Aus ausgerechnet Oer-Erkenschwick, worüber ich dann jetzt endlich auch mal wenigstens irgendetwas weiß, kommt ausweislich des Websiteimpressums die Palestine Cola, die nicht nur „voller (…) Geschichten aus Palästina“ (ebd.) stecke und also vermutlich nach Leid und Tod schmeckt, sondern überdies ein seltsames Werbevideo (Archivversion) zur Seite gestellt bekam, das wohl aussagen soll, dass, wer die Cola trinkt, palästinensischen Kindern etwas, das wie Reis aussieht, zu essen zu beschaffen hilft, tatsächlich aber aussagt, dass, wer die Cola trinkt, palästinensischen Kindern in die Hinterhöfe außer Bomben und Raketen auch noch Werbeplakate eines westlichen Kommerzunternehmens hängt;
was ja mehr als nur eine Situation zusammenfasst.
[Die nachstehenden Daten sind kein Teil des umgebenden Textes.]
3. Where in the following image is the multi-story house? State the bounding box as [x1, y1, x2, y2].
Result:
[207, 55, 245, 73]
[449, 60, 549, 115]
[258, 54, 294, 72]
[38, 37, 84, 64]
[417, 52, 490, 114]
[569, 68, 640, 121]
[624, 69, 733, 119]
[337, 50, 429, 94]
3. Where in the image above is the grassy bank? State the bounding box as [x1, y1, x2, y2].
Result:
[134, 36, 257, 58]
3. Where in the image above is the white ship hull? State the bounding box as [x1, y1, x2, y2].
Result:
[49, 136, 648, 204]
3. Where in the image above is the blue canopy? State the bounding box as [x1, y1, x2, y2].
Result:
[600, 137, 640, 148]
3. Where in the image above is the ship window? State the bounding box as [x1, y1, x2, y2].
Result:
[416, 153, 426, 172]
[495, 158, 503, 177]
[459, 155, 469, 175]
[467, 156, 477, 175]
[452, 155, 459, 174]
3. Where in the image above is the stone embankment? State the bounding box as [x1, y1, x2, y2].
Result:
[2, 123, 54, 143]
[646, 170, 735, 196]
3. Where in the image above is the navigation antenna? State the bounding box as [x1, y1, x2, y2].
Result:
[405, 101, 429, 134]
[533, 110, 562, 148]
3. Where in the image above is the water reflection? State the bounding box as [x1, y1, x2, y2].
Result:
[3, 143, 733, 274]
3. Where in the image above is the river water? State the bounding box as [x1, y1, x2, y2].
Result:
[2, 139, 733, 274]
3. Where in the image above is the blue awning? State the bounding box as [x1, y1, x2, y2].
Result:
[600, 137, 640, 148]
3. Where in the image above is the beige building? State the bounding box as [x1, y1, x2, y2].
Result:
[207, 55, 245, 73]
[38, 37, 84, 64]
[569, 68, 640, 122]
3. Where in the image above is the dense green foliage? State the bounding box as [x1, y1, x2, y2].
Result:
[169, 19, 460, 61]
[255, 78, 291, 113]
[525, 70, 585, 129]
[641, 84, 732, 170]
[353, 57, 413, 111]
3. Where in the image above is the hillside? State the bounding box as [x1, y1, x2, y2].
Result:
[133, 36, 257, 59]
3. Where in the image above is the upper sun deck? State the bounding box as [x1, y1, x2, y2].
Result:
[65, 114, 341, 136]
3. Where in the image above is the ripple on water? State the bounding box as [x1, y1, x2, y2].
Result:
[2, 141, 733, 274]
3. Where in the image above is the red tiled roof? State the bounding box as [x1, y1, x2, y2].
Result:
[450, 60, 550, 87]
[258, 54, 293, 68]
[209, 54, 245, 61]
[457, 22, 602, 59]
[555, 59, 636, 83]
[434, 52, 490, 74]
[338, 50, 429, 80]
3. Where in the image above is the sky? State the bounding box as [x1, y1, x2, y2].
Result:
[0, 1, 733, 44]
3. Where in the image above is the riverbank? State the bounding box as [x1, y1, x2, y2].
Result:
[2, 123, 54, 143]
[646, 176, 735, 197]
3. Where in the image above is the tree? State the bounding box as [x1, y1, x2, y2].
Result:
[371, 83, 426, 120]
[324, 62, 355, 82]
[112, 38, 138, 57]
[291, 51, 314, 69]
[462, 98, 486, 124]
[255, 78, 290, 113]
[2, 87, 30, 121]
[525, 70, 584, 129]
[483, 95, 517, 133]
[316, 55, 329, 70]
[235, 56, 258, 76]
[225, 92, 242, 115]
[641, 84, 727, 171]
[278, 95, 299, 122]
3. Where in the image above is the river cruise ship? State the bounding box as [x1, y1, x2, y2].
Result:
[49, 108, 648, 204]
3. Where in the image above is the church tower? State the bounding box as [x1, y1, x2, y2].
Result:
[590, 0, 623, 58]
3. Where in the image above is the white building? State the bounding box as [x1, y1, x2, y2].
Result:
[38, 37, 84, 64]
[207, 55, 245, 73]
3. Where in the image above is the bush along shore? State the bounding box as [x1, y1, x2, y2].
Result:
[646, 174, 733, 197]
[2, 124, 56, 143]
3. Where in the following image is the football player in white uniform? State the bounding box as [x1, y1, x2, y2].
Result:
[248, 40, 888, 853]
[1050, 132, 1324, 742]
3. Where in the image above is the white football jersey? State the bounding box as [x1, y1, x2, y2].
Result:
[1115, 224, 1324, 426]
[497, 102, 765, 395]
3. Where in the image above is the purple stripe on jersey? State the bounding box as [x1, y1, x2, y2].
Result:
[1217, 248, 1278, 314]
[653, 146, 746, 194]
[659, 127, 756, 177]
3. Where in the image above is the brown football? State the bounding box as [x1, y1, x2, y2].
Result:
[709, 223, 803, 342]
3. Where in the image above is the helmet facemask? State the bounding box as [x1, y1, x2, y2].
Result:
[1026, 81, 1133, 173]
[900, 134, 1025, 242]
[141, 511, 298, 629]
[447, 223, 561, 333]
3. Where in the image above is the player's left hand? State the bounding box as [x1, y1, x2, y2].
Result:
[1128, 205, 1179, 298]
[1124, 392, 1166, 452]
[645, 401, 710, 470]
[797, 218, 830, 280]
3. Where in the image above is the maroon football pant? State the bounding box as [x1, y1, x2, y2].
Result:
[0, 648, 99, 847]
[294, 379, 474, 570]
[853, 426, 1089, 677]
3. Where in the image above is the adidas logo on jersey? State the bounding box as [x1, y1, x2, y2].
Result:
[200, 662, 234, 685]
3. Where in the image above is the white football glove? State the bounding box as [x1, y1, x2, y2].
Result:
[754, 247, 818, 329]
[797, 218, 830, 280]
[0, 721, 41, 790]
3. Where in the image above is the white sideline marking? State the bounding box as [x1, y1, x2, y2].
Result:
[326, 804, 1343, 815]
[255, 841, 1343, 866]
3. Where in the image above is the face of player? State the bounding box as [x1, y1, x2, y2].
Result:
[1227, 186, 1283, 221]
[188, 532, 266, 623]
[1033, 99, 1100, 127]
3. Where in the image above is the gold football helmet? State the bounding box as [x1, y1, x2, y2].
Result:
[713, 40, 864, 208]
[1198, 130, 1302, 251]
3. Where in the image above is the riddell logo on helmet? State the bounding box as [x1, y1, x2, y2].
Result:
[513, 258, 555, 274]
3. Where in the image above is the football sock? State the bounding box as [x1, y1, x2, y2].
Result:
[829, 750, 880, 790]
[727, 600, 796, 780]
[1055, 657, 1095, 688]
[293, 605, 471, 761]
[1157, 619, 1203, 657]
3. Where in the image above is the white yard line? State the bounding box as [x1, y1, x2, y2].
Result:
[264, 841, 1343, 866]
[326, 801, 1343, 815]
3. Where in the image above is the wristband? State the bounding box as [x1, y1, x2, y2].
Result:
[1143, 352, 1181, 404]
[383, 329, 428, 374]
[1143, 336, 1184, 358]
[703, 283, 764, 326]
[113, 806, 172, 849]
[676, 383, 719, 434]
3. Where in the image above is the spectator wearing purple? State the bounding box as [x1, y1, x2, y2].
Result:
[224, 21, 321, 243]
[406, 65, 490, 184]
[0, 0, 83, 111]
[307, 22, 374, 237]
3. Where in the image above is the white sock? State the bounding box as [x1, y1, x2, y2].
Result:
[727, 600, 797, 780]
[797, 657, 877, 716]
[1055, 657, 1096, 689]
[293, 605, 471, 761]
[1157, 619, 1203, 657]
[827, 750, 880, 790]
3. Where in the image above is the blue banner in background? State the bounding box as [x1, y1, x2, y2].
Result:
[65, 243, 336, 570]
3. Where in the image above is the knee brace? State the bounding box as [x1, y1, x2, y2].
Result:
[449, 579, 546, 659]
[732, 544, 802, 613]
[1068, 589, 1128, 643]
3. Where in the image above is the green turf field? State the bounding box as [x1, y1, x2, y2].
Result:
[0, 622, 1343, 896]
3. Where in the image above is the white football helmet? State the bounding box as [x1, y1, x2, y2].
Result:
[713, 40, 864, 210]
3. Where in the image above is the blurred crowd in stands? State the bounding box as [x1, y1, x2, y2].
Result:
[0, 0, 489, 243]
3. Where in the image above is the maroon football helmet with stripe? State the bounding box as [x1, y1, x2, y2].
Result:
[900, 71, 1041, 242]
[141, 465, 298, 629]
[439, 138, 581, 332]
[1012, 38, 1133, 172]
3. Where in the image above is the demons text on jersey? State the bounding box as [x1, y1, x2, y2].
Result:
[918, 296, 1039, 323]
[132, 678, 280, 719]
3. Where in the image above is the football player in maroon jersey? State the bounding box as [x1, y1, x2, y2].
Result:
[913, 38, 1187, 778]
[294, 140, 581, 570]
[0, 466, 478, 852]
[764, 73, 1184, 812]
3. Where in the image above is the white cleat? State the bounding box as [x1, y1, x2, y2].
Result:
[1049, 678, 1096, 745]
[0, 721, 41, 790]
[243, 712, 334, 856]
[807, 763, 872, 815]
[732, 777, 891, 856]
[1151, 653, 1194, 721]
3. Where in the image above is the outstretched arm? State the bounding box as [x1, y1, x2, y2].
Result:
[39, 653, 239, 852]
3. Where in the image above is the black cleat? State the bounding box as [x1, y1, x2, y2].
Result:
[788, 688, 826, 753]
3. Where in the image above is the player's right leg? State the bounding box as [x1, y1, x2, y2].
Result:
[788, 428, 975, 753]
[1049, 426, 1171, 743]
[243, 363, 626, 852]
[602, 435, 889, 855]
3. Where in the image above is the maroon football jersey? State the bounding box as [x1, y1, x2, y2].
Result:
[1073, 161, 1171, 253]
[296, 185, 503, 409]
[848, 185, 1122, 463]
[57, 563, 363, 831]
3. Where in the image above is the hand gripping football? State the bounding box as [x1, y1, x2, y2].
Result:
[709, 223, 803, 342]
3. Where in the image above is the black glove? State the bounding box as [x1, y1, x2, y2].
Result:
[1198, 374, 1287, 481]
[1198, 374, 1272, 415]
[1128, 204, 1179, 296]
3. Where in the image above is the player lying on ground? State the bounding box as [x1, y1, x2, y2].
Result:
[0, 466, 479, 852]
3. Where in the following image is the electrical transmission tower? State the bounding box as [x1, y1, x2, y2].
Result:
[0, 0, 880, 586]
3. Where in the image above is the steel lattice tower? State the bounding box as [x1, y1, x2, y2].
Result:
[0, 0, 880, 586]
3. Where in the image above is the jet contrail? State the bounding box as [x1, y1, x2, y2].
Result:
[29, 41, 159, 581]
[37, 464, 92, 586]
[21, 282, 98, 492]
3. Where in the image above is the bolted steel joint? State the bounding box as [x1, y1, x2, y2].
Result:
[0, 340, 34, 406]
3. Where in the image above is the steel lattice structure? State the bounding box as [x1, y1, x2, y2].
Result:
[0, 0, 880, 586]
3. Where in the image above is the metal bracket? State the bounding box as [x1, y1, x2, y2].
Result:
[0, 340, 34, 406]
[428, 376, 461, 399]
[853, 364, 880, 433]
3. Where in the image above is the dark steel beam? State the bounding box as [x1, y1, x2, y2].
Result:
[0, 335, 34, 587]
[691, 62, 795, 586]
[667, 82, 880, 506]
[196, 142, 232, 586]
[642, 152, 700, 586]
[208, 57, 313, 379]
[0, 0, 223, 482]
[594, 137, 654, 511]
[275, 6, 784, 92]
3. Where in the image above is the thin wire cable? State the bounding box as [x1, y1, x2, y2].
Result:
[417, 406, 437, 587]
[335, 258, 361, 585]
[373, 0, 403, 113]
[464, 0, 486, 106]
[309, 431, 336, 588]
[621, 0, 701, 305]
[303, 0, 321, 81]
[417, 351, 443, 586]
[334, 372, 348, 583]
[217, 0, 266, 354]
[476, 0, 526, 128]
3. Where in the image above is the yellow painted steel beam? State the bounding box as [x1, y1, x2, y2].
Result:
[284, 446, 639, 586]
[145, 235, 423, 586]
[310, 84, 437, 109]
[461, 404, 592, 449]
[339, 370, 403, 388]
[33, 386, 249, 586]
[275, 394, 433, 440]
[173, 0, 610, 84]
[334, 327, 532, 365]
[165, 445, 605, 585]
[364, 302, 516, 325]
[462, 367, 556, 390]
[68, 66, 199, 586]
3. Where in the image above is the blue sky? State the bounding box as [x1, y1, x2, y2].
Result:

Wat willse machn – mit grünweißroten wie auch mit blaugelben Fahnen ist langsam nichts mehr zu reißen. Und wenn man schon Oer-Erkenschwick ist …
Wenigstens Erwitte – Anröchte (so laut Schild über Autobahn) kesselt noch ein bisschen.
Ich werfe mal Ottendorf-Okrilla in die Diskussion.
Hab ich was gewonnen?
Nicht schlecht! Aber Mutzschen-Dürrweitzschen kesselt auch. Stand so vor 89 auf dem Schild über der DDR-Autobahn nach Dresden und wollte sorgfältig akzentuiert ausgesprochen werden. Man übe dieses!